Right now ceanothus or California Lilac is in full bloom in my neighborhood. The abundant deep azure blue is radiating from these shrubs. They are beautifully versatile plants that can grow both as groundcovers or large shrubs providing a good source of food for the honeybees.
I recently asked my homebound family if they wanted to venture out and gather the flowers in an effort to see if I had another source of blue ink. Currently I have been playing around with indigo ink and copper blue ink. Both have beautiful blue tones and intensities to them but it’s a wonderful adventure to explore other possibilities. So my daughters ventured out in the rain and came back with a pound of flowers to experiment with.
The moment the flowers hit the boiling water a deep beautiful azure blue began to emerge in the pot. I don’t know if you’ve ever had the chance to visit Lake Tahoe or see the bumper stickers around that say keep Tahoe blue well there is a good reason for that. When taking a boat out into the deeper waters of the lake you find yourself emerged within this radiant deep blue emanating from the waters. The blue that came from the ceanothus was intense and deeply saturated in similar blue tones.
I had a panel already to experiment on. So I quickly rushed down after the girls were asleep and poured the ink on to the surface, the deep blue began to shine through as it spread over. But within moments maybe 80 seconds the ink began to change from blue to teal to a deep emerald green. After 5 minutes the entire piece transformed and I walked away. I am not a chemist by any means but I guessed that the process of oxidation was causing the change.
As I woke the next morning I went down to the studio to find overnight as the ink dried onto the surface the color oxidized into a light amber brown. Though it was beautiful, I have to admit to being light-heartedly disappointed as I have been here before. This is where I usually walk away in my process to be with it, the disappointment, the uncontrolled change and lack of control.

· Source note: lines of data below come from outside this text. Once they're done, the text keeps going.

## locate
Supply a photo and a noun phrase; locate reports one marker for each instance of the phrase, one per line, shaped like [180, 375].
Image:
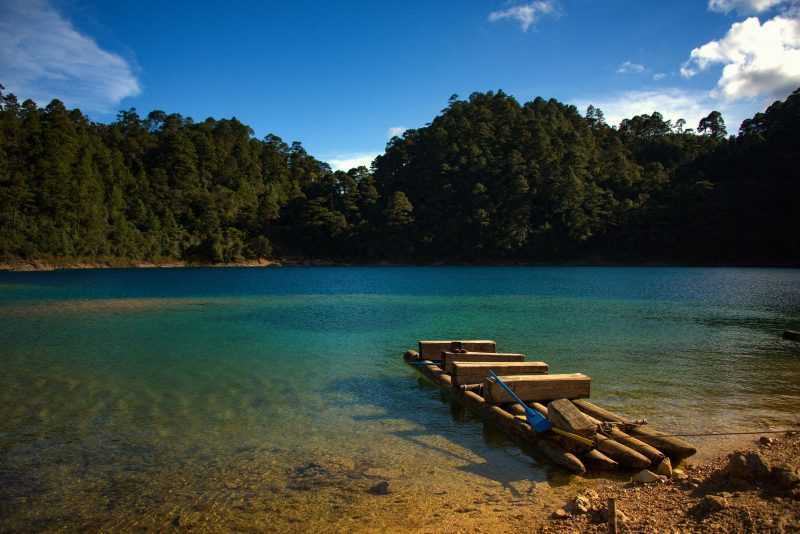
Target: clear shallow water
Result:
[218, 396]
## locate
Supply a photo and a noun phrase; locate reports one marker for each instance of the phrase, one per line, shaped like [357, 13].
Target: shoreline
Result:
[61, 264]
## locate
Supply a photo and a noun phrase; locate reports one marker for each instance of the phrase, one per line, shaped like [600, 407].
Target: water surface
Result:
[273, 398]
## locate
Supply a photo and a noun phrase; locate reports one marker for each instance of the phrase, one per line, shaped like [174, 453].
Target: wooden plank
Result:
[674, 447]
[566, 416]
[474, 372]
[539, 387]
[448, 357]
[432, 350]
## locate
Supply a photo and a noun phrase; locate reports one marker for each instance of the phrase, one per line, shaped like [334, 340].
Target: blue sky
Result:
[343, 76]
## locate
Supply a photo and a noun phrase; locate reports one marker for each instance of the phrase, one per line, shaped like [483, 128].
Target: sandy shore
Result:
[756, 489]
[59, 264]
[119, 263]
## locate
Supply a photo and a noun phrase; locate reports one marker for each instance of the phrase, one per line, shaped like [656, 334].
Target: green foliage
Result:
[488, 178]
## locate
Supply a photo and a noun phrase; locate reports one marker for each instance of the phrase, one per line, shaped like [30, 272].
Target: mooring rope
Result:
[660, 435]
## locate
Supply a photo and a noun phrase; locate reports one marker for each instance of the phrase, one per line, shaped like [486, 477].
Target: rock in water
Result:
[664, 468]
[381, 488]
[750, 467]
[785, 476]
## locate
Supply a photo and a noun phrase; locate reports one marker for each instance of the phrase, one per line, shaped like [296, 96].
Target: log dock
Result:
[584, 436]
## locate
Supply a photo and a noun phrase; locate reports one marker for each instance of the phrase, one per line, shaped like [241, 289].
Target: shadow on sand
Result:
[435, 414]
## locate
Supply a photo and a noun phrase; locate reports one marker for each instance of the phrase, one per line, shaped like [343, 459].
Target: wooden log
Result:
[468, 372]
[617, 452]
[539, 406]
[539, 387]
[448, 358]
[566, 416]
[638, 445]
[622, 454]
[517, 429]
[597, 412]
[597, 460]
[675, 448]
[792, 335]
[432, 350]
[434, 373]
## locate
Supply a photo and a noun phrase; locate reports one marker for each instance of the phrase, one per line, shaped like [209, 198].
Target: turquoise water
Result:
[131, 397]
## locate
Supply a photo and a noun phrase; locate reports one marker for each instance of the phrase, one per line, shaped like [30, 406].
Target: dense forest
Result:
[489, 179]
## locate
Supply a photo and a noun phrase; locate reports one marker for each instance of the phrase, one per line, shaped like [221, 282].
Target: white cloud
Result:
[525, 14]
[630, 68]
[42, 56]
[743, 6]
[673, 103]
[345, 162]
[395, 131]
[759, 59]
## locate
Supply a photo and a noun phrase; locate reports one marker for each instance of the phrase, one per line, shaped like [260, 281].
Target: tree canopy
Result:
[488, 179]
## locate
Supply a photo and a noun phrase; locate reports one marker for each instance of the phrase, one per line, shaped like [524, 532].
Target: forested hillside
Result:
[488, 179]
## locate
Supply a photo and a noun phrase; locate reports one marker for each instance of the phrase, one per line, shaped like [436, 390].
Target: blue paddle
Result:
[537, 421]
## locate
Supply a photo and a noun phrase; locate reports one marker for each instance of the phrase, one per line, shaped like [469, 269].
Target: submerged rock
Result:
[381, 488]
[750, 467]
[664, 467]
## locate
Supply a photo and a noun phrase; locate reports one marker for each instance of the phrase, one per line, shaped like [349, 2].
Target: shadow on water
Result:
[490, 454]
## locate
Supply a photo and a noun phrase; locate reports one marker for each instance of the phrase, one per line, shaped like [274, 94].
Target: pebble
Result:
[646, 477]
[709, 505]
[381, 488]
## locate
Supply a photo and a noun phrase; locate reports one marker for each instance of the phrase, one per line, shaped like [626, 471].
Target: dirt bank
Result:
[754, 490]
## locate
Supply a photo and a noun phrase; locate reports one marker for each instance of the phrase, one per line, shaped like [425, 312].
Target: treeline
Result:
[488, 179]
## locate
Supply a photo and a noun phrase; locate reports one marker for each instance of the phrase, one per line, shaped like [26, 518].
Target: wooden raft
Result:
[464, 373]
[621, 445]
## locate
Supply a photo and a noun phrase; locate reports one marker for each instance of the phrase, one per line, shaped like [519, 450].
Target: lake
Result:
[272, 399]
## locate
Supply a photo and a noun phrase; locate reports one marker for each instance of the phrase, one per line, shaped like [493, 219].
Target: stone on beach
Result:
[645, 476]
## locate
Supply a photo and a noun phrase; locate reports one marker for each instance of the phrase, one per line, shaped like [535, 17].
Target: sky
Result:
[343, 77]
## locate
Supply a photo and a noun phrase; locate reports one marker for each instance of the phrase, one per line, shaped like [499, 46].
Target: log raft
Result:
[621, 444]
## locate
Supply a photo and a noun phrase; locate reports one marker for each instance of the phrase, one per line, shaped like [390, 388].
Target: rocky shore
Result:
[756, 490]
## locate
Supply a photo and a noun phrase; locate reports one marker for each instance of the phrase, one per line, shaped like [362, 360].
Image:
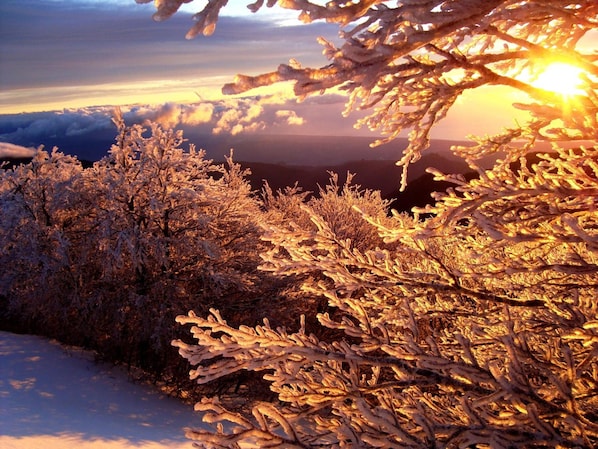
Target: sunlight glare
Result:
[561, 78]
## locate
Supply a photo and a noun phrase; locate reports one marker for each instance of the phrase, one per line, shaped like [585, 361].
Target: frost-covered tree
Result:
[38, 213]
[477, 325]
[169, 230]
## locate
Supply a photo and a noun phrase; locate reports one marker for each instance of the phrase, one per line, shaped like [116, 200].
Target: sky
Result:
[65, 64]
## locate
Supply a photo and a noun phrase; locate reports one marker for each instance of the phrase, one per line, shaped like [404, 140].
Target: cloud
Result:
[9, 150]
[65, 49]
[290, 117]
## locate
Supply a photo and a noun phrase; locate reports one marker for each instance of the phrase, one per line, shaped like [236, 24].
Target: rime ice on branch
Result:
[474, 325]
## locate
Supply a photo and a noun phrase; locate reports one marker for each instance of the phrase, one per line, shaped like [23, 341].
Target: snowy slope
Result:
[56, 398]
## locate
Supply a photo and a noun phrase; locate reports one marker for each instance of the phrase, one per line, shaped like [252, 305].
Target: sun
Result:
[560, 78]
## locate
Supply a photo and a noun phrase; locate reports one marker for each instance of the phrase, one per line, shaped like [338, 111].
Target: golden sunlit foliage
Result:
[474, 323]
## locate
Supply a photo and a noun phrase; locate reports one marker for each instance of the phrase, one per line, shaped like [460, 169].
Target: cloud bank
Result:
[12, 151]
[82, 53]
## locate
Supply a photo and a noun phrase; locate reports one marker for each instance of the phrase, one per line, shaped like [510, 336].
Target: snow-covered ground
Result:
[53, 397]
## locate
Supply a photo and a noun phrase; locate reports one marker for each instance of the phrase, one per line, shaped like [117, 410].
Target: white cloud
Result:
[290, 117]
[9, 150]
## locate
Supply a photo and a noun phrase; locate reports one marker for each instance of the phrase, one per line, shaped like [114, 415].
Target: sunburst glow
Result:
[561, 78]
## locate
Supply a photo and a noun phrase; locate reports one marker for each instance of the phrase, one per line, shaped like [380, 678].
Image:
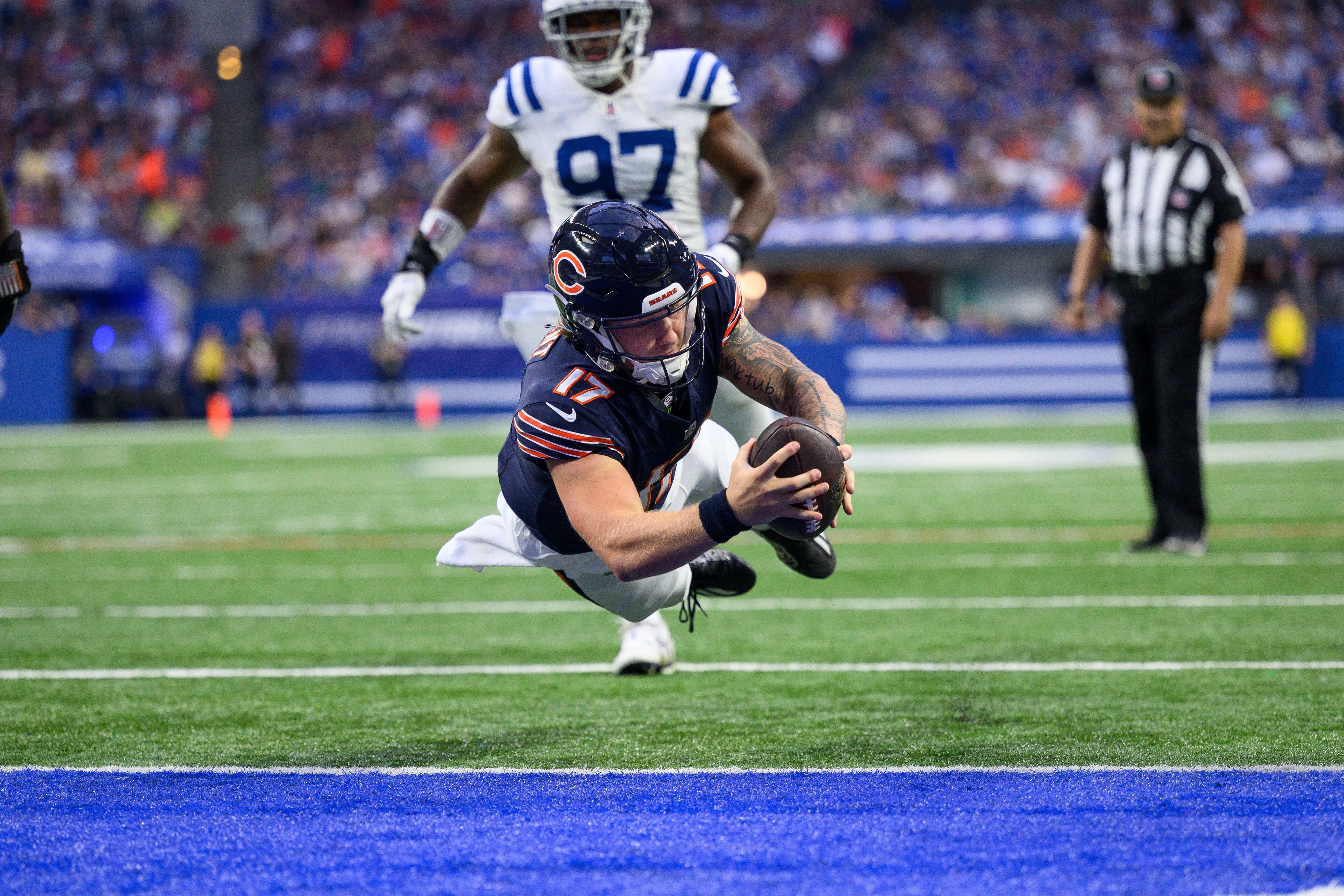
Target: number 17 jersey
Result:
[640, 144]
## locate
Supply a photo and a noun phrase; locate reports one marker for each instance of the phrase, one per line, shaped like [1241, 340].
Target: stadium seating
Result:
[1009, 107]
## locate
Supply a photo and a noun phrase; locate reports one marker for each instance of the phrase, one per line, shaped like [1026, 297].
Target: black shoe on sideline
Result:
[815, 558]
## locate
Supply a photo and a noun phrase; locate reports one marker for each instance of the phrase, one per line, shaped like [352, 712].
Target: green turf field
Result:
[100, 523]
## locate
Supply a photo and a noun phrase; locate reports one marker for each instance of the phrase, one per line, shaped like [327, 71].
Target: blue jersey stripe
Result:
[527, 87]
[509, 92]
[709, 85]
[690, 73]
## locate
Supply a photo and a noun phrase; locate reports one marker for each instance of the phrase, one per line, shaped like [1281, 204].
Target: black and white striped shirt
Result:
[1160, 208]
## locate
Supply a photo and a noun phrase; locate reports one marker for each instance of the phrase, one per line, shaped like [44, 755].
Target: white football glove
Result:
[400, 301]
[728, 256]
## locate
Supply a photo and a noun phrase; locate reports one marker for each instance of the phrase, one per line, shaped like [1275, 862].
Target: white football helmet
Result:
[625, 44]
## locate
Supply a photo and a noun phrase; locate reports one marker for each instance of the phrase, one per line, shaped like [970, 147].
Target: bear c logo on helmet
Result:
[569, 289]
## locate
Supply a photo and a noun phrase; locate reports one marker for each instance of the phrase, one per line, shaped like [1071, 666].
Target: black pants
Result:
[1163, 351]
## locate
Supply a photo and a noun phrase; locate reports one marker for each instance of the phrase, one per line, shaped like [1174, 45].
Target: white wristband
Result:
[443, 230]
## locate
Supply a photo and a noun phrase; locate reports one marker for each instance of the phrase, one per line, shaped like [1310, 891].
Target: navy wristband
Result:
[718, 519]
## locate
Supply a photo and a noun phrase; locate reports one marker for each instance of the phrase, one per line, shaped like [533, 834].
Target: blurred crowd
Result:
[912, 307]
[367, 116]
[369, 105]
[1018, 104]
[121, 369]
[107, 119]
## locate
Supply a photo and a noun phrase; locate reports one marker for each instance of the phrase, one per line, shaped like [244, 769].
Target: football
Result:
[818, 451]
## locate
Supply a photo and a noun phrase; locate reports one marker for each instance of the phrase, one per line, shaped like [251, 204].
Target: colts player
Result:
[612, 475]
[603, 122]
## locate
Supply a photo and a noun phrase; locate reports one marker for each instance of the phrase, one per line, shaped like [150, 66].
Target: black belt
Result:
[1160, 280]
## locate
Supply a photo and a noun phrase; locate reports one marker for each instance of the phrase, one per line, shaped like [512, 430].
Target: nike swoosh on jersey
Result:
[569, 418]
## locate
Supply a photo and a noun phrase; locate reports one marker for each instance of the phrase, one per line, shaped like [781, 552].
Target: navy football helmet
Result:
[613, 266]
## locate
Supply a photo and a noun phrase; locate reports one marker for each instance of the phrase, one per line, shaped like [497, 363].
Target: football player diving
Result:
[603, 122]
[612, 475]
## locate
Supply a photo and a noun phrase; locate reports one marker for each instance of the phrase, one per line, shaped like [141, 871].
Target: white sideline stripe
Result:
[734, 605]
[603, 668]
[1015, 457]
[687, 770]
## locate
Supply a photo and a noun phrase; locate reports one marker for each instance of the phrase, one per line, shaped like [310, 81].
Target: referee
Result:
[1167, 209]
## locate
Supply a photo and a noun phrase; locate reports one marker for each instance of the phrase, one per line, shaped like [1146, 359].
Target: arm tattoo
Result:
[771, 374]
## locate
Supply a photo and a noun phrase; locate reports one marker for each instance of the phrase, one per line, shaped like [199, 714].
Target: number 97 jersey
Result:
[640, 144]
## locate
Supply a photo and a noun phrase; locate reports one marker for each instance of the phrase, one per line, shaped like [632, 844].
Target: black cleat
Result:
[815, 558]
[716, 574]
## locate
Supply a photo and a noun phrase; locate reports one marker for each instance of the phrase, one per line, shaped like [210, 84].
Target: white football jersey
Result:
[640, 144]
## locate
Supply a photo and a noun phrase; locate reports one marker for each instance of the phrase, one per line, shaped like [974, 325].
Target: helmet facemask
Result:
[660, 374]
[625, 41]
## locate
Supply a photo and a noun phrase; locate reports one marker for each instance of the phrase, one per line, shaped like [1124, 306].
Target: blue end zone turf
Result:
[956, 832]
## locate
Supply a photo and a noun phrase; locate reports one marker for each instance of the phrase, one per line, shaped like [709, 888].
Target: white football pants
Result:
[526, 317]
[506, 541]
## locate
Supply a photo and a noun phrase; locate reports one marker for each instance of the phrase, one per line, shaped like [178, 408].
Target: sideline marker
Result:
[220, 416]
[429, 409]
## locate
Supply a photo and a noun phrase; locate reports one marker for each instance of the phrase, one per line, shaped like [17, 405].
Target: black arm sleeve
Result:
[1096, 209]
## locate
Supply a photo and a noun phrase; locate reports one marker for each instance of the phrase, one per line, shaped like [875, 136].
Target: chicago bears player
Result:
[603, 122]
[612, 475]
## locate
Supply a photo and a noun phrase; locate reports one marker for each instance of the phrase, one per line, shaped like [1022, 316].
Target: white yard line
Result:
[603, 668]
[717, 605]
[689, 770]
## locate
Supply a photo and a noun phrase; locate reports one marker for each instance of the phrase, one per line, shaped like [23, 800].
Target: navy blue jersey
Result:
[572, 409]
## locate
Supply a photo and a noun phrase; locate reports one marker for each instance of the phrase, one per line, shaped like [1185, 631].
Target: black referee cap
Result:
[1159, 83]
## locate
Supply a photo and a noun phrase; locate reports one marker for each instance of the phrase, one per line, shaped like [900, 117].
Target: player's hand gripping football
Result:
[400, 301]
[759, 496]
[846, 452]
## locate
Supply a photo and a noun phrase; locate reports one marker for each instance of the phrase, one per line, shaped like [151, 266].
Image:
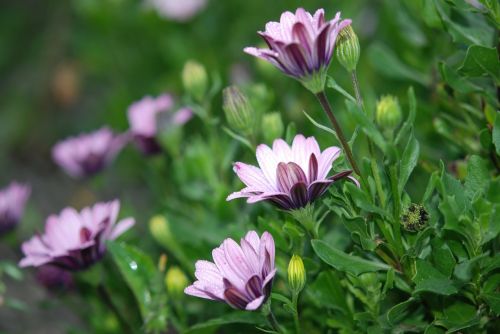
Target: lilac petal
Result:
[251, 176]
[288, 174]
[255, 304]
[196, 292]
[356, 182]
[313, 168]
[253, 287]
[121, 227]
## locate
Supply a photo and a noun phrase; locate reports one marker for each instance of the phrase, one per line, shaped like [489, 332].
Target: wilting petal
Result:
[75, 240]
[233, 277]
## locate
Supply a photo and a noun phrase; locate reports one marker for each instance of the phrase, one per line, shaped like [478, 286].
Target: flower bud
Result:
[195, 79]
[176, 282]
[296, 274]
[272, 126]
[347, 48]
[238, 110]
[388, 112]
[160, 230]
[415, 218]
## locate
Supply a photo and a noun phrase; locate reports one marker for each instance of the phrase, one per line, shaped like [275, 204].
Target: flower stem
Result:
[106, 299]
[295, 298]
[274, 322]
[323, 100]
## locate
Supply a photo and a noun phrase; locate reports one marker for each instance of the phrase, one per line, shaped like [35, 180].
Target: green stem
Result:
[274, 322]
[323, 100]
[295, 297]
[106, 299]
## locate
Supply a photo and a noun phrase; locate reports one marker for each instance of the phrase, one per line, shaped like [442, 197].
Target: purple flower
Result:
[144, 118]
[301, 45]
[289, 177]
[88, 154]
[75, 240]
[240, 275]
[178, 10]
[12, 201]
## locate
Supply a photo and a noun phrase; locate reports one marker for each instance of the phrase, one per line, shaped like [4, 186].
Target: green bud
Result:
[195, 79]
[160, 230]
[347, 48]
[272, 126]
[388, 112]
[238, 110]
[176, 281]
[296, 274]
[415, 218]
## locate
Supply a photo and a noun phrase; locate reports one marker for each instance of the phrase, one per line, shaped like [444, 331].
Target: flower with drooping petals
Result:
[241, 275]
[12, 201]
[301, 45]
[289, 177]
[178, 10]
[144, 118]
[89, 153]
[75, 240]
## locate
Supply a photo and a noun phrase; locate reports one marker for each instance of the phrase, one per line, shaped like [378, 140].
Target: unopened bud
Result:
[238, 110]
[388, 112]
[272, 126]
[347, 48]
[415, 218]
[176, 282]
[160, 230]
[296, 274]
[195, 79]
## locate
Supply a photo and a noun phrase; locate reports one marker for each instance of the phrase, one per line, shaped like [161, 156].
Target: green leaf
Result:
[408, 162]
[481, 60]
[412, 112]
[140, 273]
[331, 83]
[240, 317]
[477, 176]
[319, 125]
[442, 257]
[345, 262]
[327, 291]
[496, 134]
[388, 63]
[367, 125]
[399, 312]
[429, 279]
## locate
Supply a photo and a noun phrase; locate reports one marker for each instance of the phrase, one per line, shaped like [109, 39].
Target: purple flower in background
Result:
[75, 240]
[289, 177]
[240, 275]
[145, 116]
[54, 278]
[12, 201]
[88, 154]
[178, 10]
[301, 45]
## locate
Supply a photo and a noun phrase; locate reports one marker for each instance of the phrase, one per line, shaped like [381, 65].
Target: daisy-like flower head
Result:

A few days later with some distance I walked by thinking, I have half a jar left, why not pour it on and see what happens! So I prepared myself to pour the ceanothus ink and again, I watched the beautiful azure blue quickly change to emerald green and then to my surprise it stopped there. I thought, walk away and wait overnight, it may still turn amber brown. The next day I stood there and enjoyed the surprise, it was not the blue I had intended but it was an alchemical surprise that took the piece further than I would have been able to with complete control.